Egitto e Arabia saudita ridisegnano gli assetti
mercoledì 30 novembre 2016

Le crescenti tensioni politiche fra Egitto e Arabia Saudita stanno accelerando il mutamento delle alleanze mediorientali. L’Egitto, un gigante da oltre 80 milioni di abitanti, è un Paese ormai dipendente dagli aiuti internazionali e la tenuta della presidenza sempre più autoritaria di Abdel Fattah Al-Sisi è direttamente legata ai prestiti e/o alle donazioni dei partner regionali (Arabia Saudita, ma anche l’assegno statunitense da 1,3 miliardi di dollari annui per le spese militari) e delle istituzioni internazionali. A tre anni dalla contro-rivoluzione di Al-Sisi, la situazione economica del Cairo versa in condizioni pessime: per ottenere un prestito di 12 miliardi di dollari dal Fondo Monetario Internazionale (FMI), il governo egiziano ha così dovuto tagliare i sussidi sul carburante, provocando un immediato aumento dei prezzi dei beni di prima necessità.

Il malcontento sociale è pertanto destinato ad aumentare. E stavolta i Fratelli Musulmani, la cui leadership è tuttora in carcere, non potranno essere accusati dai militari di fomentare la piazza. In questo scenario, la sospensione 'a tempo indeterminato', da parte dell’Arabia Saudita, delle forniture di petrolio all’Egitto ha messo a nudo un ulteriore fronte critico per Il Cairo: quello delle alleanze regionali. Perché dal 2013 a oggi le monarchie del Golfo sono state le prime finanziatrici dell’Egitto di Al-Sisi: una relazione d’interesse reciproco (denaro in cambio di stabilità e repressione della Fratellanza Musulmana) che presupponeva però, da parte del Cairo, un’adesione rigida alle scelte di politica regionale di Riyadh.

Tuttavia, i rapporti fra egiziani e sauditi sono peggiorati dal 2015. A differenza dell’Arabia Saudita, l’Egitto non guarda con favore all’uscita di scena di Bashar Al-Assad: sulla crisi siriana, gli egiziani hanno addirittura votato presso il Consiglio di Sicurezza dell’Onu una proposta di risoluzione, invisa ai sauditi, della Russia. Due notizie hanno poi fatto crescere i sospetti di Riyadh verso le mosse del Cairo: il recente viaggio del capo dell’intelligence siriana nella capitale egiziana, nonché la proposta dell’Iran di includere l’Egitto nei negoziati Onu sulla Siria. Riguardo allo Yemen, gli egiziani si sono spinti ancora più in là, rifiutando di inviare soldati a combattere contro gli insorti sciiti yemeniti, come invece richiesto dall’Arabia Saudita.

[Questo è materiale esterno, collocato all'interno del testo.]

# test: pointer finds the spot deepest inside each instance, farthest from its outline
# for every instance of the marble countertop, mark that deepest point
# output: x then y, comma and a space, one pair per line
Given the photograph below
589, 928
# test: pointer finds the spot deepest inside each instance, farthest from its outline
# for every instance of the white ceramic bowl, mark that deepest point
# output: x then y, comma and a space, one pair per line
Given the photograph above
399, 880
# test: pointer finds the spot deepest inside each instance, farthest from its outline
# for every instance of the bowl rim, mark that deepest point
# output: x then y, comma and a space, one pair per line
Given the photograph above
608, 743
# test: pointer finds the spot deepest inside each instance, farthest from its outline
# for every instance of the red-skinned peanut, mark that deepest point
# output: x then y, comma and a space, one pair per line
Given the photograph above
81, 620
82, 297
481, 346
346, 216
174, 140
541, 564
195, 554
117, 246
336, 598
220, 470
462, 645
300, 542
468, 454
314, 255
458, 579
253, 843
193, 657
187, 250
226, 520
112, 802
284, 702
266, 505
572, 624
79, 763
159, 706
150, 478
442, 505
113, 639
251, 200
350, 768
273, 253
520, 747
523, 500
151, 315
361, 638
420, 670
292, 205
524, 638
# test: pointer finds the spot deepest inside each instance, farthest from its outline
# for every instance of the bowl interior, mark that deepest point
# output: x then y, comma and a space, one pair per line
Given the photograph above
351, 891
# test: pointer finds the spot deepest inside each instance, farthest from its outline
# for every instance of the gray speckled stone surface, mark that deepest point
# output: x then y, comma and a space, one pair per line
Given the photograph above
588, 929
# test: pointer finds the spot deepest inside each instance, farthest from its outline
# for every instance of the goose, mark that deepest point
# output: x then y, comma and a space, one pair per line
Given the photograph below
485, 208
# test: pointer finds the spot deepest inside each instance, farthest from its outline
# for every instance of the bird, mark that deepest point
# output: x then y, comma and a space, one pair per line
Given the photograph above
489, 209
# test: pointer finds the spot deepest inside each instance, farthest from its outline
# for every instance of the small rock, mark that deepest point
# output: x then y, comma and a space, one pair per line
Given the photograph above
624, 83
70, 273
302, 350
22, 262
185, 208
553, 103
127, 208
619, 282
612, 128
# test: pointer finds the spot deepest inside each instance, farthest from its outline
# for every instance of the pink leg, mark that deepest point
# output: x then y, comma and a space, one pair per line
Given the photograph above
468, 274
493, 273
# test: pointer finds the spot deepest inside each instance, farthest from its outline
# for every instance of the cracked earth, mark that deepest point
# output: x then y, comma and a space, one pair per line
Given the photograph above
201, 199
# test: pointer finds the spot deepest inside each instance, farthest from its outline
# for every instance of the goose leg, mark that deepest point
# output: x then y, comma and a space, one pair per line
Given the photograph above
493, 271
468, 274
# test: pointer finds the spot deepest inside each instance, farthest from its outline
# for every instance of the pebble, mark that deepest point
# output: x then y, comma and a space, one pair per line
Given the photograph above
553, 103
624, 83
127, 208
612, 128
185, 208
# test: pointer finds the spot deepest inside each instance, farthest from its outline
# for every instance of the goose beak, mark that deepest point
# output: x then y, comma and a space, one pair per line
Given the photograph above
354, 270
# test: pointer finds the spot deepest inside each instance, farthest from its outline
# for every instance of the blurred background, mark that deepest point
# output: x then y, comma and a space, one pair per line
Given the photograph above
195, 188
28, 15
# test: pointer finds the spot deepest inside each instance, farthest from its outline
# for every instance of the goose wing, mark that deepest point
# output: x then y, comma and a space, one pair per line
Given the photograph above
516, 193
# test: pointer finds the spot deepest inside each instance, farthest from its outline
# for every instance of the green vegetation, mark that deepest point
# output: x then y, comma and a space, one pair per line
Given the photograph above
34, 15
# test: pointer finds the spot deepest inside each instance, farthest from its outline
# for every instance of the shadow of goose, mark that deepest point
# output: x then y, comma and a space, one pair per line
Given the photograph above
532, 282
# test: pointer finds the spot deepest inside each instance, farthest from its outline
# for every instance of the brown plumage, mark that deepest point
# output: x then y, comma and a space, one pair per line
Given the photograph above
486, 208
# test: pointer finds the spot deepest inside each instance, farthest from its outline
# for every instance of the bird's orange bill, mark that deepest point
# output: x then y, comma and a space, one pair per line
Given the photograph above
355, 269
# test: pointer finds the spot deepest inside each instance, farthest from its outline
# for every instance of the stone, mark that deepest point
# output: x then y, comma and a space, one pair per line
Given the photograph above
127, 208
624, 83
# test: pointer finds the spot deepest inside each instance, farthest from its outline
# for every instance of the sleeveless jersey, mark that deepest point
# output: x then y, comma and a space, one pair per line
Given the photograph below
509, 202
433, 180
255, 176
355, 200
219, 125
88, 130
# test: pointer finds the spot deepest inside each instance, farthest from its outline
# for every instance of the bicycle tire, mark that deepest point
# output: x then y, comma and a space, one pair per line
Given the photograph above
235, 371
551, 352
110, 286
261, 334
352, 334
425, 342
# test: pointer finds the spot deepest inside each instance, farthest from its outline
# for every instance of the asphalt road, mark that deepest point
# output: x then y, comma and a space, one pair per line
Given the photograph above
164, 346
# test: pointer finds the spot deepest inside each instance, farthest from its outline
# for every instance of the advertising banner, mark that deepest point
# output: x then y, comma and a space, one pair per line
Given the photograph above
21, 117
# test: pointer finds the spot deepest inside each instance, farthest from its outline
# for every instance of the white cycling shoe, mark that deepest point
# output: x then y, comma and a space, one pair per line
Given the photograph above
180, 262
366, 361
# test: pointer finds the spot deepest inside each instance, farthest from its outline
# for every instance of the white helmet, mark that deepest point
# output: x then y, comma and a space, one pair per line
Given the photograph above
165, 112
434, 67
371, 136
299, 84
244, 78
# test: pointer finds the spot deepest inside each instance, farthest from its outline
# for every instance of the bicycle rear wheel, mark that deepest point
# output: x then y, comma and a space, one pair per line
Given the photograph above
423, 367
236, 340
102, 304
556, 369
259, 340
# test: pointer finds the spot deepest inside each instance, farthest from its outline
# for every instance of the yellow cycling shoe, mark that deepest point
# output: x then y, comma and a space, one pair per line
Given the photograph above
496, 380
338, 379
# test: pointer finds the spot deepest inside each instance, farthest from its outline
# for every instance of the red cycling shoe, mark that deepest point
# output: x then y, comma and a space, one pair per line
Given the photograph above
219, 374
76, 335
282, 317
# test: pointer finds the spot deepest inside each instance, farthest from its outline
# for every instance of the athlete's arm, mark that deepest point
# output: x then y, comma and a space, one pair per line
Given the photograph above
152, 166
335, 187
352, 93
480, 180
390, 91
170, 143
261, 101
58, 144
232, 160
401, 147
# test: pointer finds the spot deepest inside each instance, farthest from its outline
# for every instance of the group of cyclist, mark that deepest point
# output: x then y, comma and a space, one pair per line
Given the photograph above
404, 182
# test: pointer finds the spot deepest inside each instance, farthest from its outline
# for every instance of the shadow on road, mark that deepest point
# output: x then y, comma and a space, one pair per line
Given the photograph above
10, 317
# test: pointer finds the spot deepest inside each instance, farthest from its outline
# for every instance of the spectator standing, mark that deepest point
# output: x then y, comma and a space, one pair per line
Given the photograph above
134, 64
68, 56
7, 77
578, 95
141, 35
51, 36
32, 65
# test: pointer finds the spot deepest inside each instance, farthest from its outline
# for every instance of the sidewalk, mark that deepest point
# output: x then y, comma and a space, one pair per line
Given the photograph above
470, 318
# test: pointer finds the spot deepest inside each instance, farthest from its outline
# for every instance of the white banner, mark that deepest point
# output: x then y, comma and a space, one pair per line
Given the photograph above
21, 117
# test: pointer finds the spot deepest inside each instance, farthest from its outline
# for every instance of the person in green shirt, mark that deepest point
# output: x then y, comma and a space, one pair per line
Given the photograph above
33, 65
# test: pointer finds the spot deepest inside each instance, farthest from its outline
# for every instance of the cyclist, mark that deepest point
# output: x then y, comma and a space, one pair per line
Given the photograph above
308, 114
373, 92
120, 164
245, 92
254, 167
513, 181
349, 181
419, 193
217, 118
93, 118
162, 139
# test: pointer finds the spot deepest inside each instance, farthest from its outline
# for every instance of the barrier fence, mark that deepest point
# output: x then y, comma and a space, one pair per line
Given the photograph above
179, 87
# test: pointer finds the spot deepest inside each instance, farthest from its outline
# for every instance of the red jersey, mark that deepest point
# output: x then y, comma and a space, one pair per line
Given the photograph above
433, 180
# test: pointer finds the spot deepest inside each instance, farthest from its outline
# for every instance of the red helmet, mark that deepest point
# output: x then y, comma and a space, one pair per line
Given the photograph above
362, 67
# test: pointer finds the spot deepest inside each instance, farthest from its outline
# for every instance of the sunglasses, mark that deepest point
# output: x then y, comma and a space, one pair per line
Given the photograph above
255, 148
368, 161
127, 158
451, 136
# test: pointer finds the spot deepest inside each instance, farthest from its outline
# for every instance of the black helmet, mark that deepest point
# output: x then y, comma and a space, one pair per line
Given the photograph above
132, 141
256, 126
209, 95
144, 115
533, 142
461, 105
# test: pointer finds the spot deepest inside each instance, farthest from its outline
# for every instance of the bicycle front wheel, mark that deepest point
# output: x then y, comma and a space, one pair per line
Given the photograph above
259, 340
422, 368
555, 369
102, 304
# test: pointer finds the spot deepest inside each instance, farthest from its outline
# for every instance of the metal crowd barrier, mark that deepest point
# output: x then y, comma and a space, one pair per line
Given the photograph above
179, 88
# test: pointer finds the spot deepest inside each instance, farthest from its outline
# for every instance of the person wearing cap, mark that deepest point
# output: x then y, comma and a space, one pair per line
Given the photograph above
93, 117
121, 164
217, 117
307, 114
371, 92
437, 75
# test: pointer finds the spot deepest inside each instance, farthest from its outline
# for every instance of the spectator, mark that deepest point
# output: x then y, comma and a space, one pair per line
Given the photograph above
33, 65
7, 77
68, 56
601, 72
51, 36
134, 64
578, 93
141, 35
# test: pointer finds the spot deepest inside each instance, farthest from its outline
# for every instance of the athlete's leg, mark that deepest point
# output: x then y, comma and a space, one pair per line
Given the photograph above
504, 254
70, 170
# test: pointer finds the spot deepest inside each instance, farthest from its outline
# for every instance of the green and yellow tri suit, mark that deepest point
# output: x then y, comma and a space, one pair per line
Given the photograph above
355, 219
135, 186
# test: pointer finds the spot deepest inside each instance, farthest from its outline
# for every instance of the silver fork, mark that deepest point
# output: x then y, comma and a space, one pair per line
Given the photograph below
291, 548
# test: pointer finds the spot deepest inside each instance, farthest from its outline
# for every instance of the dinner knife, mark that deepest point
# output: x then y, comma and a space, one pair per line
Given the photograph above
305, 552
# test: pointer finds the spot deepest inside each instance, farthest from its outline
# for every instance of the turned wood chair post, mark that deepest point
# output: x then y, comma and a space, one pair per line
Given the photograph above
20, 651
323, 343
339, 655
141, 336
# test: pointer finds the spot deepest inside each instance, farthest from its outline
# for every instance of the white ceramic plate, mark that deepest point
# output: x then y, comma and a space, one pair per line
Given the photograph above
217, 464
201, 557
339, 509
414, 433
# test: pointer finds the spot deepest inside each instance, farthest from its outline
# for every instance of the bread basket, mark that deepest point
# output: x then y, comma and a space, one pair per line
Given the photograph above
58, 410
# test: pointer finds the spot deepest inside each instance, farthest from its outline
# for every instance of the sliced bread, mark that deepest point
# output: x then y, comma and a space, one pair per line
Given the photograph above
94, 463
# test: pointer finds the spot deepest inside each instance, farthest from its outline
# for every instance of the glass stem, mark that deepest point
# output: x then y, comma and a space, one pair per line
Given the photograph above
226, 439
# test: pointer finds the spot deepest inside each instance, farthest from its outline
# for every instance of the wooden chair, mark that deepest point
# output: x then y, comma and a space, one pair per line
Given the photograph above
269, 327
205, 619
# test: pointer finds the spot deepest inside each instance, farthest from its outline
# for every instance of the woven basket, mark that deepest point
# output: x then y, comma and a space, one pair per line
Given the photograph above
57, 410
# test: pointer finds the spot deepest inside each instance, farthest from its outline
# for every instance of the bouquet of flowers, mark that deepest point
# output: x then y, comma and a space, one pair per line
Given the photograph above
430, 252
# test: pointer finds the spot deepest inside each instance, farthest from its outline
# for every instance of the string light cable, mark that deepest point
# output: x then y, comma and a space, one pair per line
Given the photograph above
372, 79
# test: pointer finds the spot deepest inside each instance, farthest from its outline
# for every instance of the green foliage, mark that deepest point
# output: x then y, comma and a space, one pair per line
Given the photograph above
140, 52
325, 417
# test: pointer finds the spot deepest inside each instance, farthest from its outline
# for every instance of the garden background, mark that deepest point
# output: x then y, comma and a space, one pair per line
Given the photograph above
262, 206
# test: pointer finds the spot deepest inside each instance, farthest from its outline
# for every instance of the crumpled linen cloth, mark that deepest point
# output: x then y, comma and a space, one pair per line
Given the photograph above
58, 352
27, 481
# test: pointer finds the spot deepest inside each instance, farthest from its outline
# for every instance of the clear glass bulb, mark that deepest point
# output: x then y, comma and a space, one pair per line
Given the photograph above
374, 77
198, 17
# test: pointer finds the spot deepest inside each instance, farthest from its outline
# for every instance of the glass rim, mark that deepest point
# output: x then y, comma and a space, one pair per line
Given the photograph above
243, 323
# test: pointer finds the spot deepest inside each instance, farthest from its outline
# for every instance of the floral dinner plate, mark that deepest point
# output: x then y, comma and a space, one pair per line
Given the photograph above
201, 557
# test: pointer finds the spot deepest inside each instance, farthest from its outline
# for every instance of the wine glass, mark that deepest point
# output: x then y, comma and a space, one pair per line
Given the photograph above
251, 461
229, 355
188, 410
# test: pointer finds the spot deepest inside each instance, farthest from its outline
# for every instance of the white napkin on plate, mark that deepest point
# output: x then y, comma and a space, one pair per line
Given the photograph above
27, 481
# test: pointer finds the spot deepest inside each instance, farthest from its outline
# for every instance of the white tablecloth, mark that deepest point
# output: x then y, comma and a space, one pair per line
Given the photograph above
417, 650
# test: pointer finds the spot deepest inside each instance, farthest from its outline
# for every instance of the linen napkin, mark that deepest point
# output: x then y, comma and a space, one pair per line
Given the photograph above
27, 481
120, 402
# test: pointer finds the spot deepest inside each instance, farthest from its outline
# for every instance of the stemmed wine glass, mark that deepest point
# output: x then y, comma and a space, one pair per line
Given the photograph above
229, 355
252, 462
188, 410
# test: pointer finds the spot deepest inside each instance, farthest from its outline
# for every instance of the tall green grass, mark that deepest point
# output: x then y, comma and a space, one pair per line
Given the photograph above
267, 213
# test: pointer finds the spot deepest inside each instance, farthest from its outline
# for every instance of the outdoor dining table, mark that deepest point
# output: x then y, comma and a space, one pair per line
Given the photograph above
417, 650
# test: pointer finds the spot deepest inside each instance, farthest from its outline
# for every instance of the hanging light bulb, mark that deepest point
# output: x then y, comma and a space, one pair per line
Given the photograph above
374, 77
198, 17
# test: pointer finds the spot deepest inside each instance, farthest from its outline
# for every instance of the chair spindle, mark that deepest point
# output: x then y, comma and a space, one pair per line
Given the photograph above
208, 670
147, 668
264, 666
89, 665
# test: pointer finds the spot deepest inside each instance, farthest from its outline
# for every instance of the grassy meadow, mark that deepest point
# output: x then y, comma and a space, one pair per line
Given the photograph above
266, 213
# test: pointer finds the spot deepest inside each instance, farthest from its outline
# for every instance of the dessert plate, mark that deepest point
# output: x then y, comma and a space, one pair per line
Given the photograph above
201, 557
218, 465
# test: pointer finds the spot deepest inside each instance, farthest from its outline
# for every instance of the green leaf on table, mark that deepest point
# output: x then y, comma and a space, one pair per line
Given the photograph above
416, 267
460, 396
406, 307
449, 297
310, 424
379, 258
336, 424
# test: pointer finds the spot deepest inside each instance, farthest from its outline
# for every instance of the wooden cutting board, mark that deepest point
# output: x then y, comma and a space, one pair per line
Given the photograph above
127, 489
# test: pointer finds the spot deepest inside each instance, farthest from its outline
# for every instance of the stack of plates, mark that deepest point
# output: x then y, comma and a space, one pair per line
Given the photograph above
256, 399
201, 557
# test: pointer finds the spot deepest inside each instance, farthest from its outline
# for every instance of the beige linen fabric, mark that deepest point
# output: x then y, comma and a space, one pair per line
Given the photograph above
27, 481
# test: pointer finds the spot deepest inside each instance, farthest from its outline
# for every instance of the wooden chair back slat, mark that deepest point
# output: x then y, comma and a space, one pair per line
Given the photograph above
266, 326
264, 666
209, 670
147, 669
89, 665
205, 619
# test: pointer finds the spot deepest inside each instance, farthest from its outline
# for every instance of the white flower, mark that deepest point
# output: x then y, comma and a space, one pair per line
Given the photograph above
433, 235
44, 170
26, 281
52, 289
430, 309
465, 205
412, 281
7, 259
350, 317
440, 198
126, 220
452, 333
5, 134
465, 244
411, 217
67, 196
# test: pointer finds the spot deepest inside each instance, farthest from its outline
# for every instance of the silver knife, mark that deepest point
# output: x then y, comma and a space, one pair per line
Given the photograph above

L’avvicinamento fra Egitto e Russia è ormai evidente: oltre ai contratti nel settore della difesa, Il Cairo e Mosca hanno appena condotto le prime esercitazioni militari congiunte. Inoltre, la Russia sta trattando l’utilizzo di alcune basi militari in territorio egiziano, come quella aerea di Sidi Barrani, vicina al confine con la Libia: sarebbe la seconda base aerea russa nel Mediterraneo, dopo quella siriana di Hmeimim. Le altre monarchie del Golfo provano a ricucire lo strappo fra Egitto e Arabia Saudita, soprattutto da un punto di vista energetico: Emirati Arabi Uniti e Kuwait forniranno petrolio agli egiziani.

Grazie a una mediazione russo-iraniana, anche l’Iraq aumenterà l’esportazione di petrolio all’Egitto: un accordo da 1 milione di barili di greggio al mese (erano 200.000), che rivitalizza la cooperazione tra Baghdad, già nell’orbita di Teheran, e Il Cairo. Tra i motivi del raffreddamento tra Egitto e Arabia Saudita c’è poi la questione dei Fratelli Musulmani. Al-Sisi non ha infatti gradito che il re saudita Salman, a differenza del suo predecessore, abbia ammorbidito le posizioni del regno sulla Fratellanza, cercando appoggi locali in Siria e Yemen.

L’attenzione dei sauditi è però monopolizzata dalla competizione regionale con l’Iran sciita: dunque, la priorità di Riyadh è fare fronte con tutte le potenze sunnite, Turchia compresa, per contenere l’influenza di Teheran. Per l’Egitto in crisi economica, il puzzle delle alleanze mediorientali è quindi ricco di tasselli ingombranti.